While the Africanis Society of Southern Africa has conceptualised the Eurocentric term of "Africanis" to encapsulate all African breeds of dog, there do exist numerous specialised types developed by various African ethnic groups with their own indigenous and ancient names. These types are not "land races" as dictated by the Africanis Society, but rather unusual types developed for certain specific conditions, and that do exhibit differences in type one from the other.
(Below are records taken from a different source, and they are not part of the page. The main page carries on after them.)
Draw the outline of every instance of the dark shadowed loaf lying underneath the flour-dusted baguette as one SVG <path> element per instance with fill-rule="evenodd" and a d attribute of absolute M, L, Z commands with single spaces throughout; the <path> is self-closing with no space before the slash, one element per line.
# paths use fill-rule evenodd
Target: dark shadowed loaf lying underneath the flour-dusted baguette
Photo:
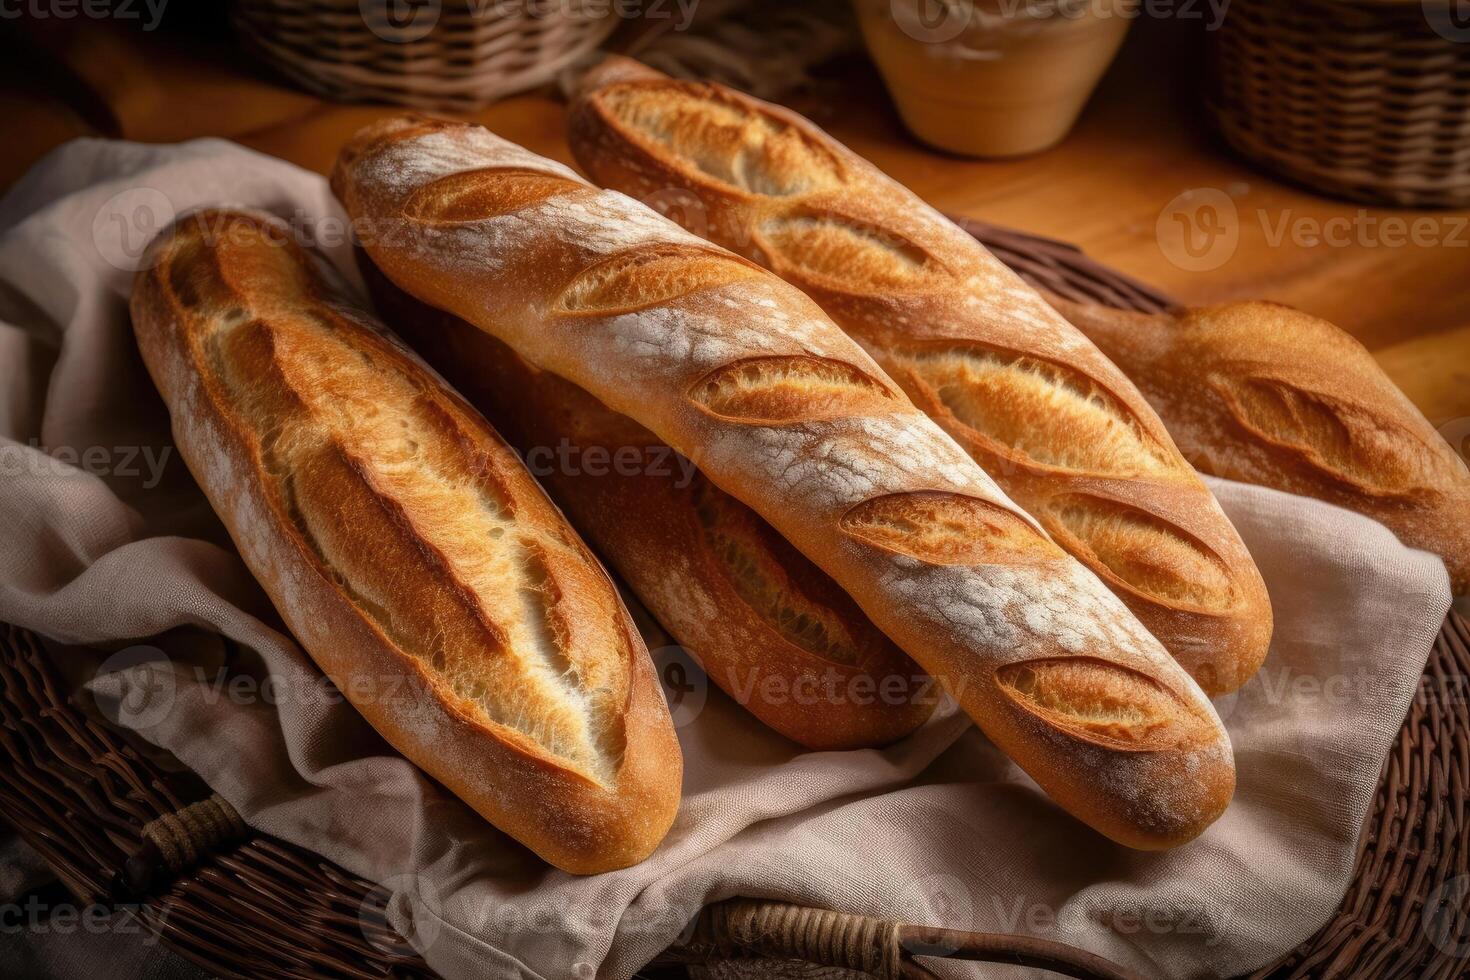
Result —
<path fill-rule="evenodd" d="M 365 253 L 384 319 L 531 472 L 722 691 L 813 749 L 885 745 L 939 699 L 832 579 L 645 428 L 419 303 Z"/>

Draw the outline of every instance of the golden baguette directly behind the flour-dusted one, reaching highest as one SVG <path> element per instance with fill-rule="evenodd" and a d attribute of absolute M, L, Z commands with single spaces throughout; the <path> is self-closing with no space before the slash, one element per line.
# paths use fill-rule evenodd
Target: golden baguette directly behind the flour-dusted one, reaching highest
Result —
<path fill-rule="evenodd" d="M 567 118 L 601 184 L 814 298 L 1208 693 L 1266 657 L 1255 564 L 1148 403 L 980 244 L 801 116 L 612 57 Z"/>

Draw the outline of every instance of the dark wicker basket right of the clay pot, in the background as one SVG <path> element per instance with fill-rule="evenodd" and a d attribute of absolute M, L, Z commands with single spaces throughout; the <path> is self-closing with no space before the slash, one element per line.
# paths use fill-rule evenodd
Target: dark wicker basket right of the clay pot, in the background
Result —
<path fill-rule="evenodd" d="M 1470 21 L 1457 0 L 1233 0 L 1208 107 L 1235 150 L 1310 190 L 1470 206 Z"/>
The Africanis Society of Southern Africa aims to conserve the Africanis as a landrace rather than develop it as a breed. While the Africanis is recognized by the Kennel Union of South Africaas an emerging breed, researchers on the ground, such as anthropologist Sian Hall, hold that the various different types of indigenous African dogs have already developed, over thousands of years, as types suited to their specific conditions by Africa's own indigenous peoples. They therefore have no need to be Eurocentrically regarded as an "emerging breed" by European Canine Institutions. Hall holds that the dogs have already developed as distinct types among the various African groups and that each deserves to be regarded and recognised as such. It follows that one breed descriptions cannot be allocated to the many different types of indigenous dogs on the African continent.